Das ist aus der Sicht der «Good Governance» ein durchaus umstrittener Schritt. Klein kumuliert verschiedene Ämter in seiner Person. Bis vor Kurzem war er Mitglied im Verwaltungsrat der Grossbank. Nun wird er designierter Chef der neuen CS First Boston und nimmt gleichzeitig auch noch Einsitz in der Geschäftsleitung der Credit Suisse.
In zwei Jahren könnte CS First Boston bereits an die Börse kommen. Für das neue Konstrukt sagt die Credit Suisse Erträge in der Höhe von mehr als 2,5 Milliarden Dollar vorher. Für sie ist dies eine riskante Wette, nicht zuletzt weil unklar ist, wann das Geschäft in diesem Bereich wieder anzieht.
Wie hoch fallen die Boni der Banker aus?
Für das vergangene Jahr verzichtet die Geschäftsleitung aufgrund des schlechten Geschäftsgangs auf variable Vergütungen. Die übrigen Angestellten der Bank müssen eine Reduktion ihrer Boni um die Hälfte hinnehmen.
Eine Gruppe soll allerdings trotzdem belohnt werden. Den sogenannten Transformation Award gibt es für Mitarbeiterinnen und Mitarbeiter, die neben ihrer üblichen Tätigkeit wichtige Aufgaben beim Umbau der Credit Suisse zu erfüllen haben – «unabhängig von der Hierarchie», wie Bankchef Körner betont.

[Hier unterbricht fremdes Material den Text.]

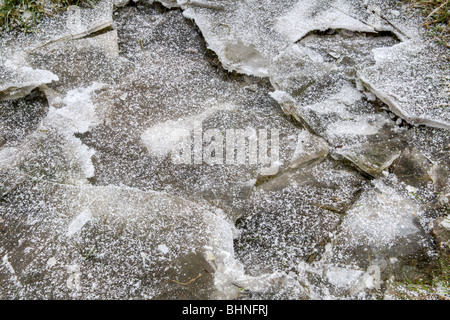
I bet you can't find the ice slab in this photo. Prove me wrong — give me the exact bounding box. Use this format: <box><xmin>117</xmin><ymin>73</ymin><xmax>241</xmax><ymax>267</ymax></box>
<box><xmin>359</xmin><ymin>40</ymin><xmax>450</xmax><ymax>130</ymax></box>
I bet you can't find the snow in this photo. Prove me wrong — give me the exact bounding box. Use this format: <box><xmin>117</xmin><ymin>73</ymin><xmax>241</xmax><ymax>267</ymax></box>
<box><xmin>0</xmin><ymin>0</ymin><xmax>450</xmax><ymax>299</ymax></box>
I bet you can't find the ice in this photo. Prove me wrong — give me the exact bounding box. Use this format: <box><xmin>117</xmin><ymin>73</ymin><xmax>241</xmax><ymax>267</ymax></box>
<box><xmin>67</xmin><ymin>209</ymin><xmax>92</xmax><ymax>237</ymax></box>
<box><xmin>0</xmin><ymin>60</ymin><xmax>59</xmax><ymax>100</ymax></box>
<box><xmin>359</xmin><ymin>40</ymin><xmax>450</xmax><ymax>130</ymax></box>
<box><xmin>0</xmin><ymin>0</ymin><xmax>450</xmax><ymax>299</ymax></box>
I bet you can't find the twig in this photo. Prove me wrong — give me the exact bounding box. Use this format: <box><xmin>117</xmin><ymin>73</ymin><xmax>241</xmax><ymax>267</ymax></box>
<box><xmin>426</xmin><ymin>0</ymin><xmax>450</xmax><ymax>29</ymax></box>
<box><xmin>375</xmin><ymin>192</ymin><xmax>392</xmax><ymax>204</ymax></box>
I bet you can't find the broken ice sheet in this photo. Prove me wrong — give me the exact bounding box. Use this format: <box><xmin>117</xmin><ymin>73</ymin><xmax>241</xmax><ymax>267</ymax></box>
<box><xmin>179</xmin><ymin>0</ymin><xmax>398</xmax><ymax>77</ymax></box>
<box><xmin>0</xmin><ymin>180</ymin><xmax>237</xmax><ymax>299</ymax></box>
<box><xmin>271</xmin><ymin>40</ymin><xmax>404</xmax><ymax>176</ymax></box>
<box><xmin>359</xmin><ymin>40</ymin><xmax>450</xmax><ymax>130</ymax></box>
<box><xmin>77</xmin><ymin>5</ymin><xmax>298</xmax><ymax>216</ymax></box>
<box><xmin>28</xmin><ymin>30</ymin><xmax>129</xmax><ymax>98</ymax></box>
<box><xmin>322</xmin><ymin>178</ymin><xmax>437</xmax><ymax>281</ymax></box>
<box><xmin>236</xmin><ymin>160</ymin><xmax>364</xmax><ymax>275</ymax></box>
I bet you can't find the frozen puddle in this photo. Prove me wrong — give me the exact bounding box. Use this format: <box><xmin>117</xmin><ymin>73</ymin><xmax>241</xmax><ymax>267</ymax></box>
<box><xmin>0</xmin><ymin>0</ymin><xmax>450</xmax><ymax>299</ymax></box>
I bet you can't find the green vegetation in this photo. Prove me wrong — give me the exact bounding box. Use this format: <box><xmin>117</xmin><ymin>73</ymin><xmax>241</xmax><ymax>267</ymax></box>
<box><xmin>403</xmin><ymin>0</ymin><xmax>450</xmax><ymax>47</ymax></box>
<box><xmin>0</xmin><ymin>0</ymin><xmax>95</xmax><ymax>33</ymax></box>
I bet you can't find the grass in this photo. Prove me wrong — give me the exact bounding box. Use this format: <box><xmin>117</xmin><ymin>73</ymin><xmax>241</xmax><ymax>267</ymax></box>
<box><xmin>403</xmin><ymin>0</ymin><xmax>450</xmax><ymax>47</ymax></box>
<box><xmin>0</xmin><ymin>0</ymin><xmax>96</xmax><ymax>33</ymax></box>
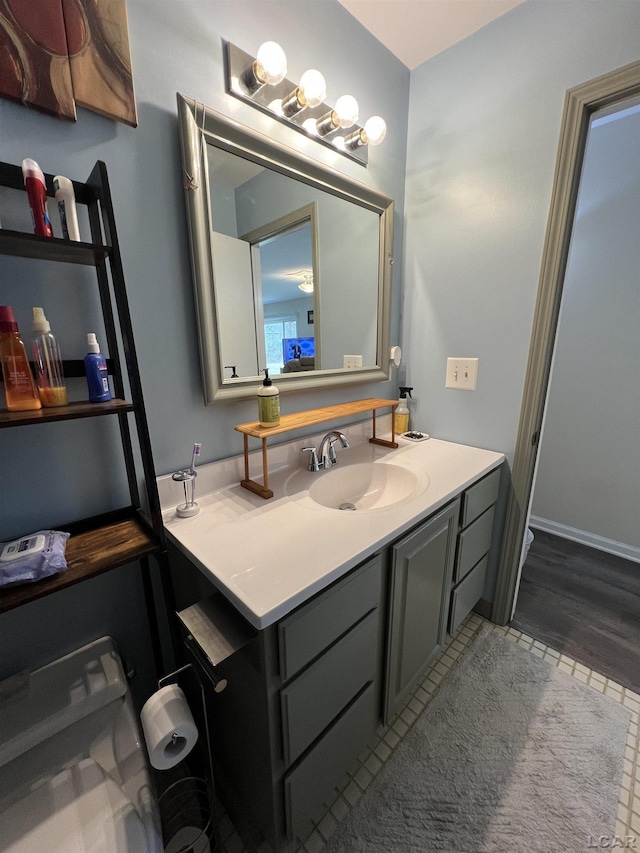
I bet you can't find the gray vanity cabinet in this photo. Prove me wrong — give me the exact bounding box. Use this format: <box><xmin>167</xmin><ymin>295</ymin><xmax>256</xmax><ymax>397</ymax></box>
<box><xmin>172</xmin><ymin>549</ymin><xmax>386</xmax><ymax>851</ymax></box>
<box><xmin>449</xmin><ymin>468</ymin><xmax>500</xmax><ymax>634</ymax></box>
<box><xmin>171</xmin><ymin>470</ymin><xmax>500</xmax><ymax>851</ymax></box>
<box><xmin>384</xmin><ymin>500</ymin><xmax>460</xmax><ymax>722</ymax></box>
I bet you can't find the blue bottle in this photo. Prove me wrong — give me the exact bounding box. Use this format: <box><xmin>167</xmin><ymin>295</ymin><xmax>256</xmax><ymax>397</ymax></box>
<box><xmin>84</xmin><ymin>332</ymin><xmax>111</xmax><ymax>403</ymax></box>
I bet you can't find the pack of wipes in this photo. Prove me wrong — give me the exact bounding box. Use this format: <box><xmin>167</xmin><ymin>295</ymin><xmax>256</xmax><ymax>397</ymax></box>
<box><xmin>0</xmin><ymin>530</ymin><xmax>69</xmax><ymax>586</ymax></box>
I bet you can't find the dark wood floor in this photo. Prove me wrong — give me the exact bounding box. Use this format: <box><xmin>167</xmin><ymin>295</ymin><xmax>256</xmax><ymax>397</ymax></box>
<box><xmin>511</xmin><ymin>530</ymin><xmax>640</xmax><ymax>693</ymax></box>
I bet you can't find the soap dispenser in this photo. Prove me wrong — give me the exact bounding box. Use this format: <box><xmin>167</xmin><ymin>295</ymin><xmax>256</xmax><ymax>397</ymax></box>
<box><xmin>393</xmin><ymin>385</ymin><xmax>413</xmax><ymax>435</ymax></box>
<box><xmin>258</xmin><ymin>367</ymin><xmax>280</xmax><ymax>427</ymax></box>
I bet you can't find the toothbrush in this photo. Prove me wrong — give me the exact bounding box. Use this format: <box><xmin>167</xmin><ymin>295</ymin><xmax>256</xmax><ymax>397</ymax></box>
<box><xmin>189</xmin><ymin>442</ymin><xmax>202</xmax><ymax>506</ymax></box>
<box><xmin>191</xmin><ymin>442</ymin><xmax>202</xmax><ymax>474</ymax></box>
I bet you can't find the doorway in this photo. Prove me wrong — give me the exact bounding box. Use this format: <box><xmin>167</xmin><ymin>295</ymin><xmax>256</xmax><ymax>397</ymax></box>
<box><xmin>491</xmin><ymin>62</ymin><xmax>640</xmax><ymax>625</ymax></box>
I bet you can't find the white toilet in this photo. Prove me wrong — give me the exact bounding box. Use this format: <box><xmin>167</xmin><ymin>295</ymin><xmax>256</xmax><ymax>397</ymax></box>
<box><xmin>0</xmin><ymin>637</ymin><xmax>163</xmax><ymax>853</ymax></box>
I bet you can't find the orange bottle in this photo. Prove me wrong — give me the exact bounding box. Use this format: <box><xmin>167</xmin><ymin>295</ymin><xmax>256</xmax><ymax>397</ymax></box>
<box><xmin>0</xmin><ymin>305</ymin><xmax>42</xmax><ymax>412</ymax></box>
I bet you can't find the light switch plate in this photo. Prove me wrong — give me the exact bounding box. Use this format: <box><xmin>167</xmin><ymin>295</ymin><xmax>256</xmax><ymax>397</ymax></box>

Wie hoch die Sonderzulage ausfällt und wer in den Genuss davon kommt, gibt die Credit Suisse nicht bekannt. Ein paar Hundert Mitarbeitende könnten es laut informierten Kreisen sein. Ausbezahlt wird die Zulage ab 2025, sofern die Ziele des Umbaus erreicht wurden.
Schreibt die Credit Suisse 2023 schon wieder Gewinn?
Nein. Im ersten Quartal kann sie zwar den Verkaufserlös des Verbriefungsgeschäfts in der Höhe von 800 Millionen Dollar verbuchen. Trotzdem stellt die Bankführung im Wealth Management und der Investmentbank einen Verlust in Aussicht.
Für das ganze Jahr erwartet die gesamte Credit-Suisse-Gruppe einen «erheblichen» Vorsteuerverlust. 2024 will sie dann erstmals seit Jahren profitabel sein, wie Körner versichert.
Zumindest Anlegerinnen und Anleger zeigten wenig Vertrauen. Die Aktien der Grossbank fielen am Donnerstag wieder unter die Marke von 3 Franken. Zeitweise fielen sie um mehr als 16 Prozent. Zum Börsenschluss war eine Aktie noch 2.77 Franken wert – minus 14,7 Prozent. Innerhalb eines Jahres haben die Papiere mehr als zwei Drittel ihres Wertes eingebüsst.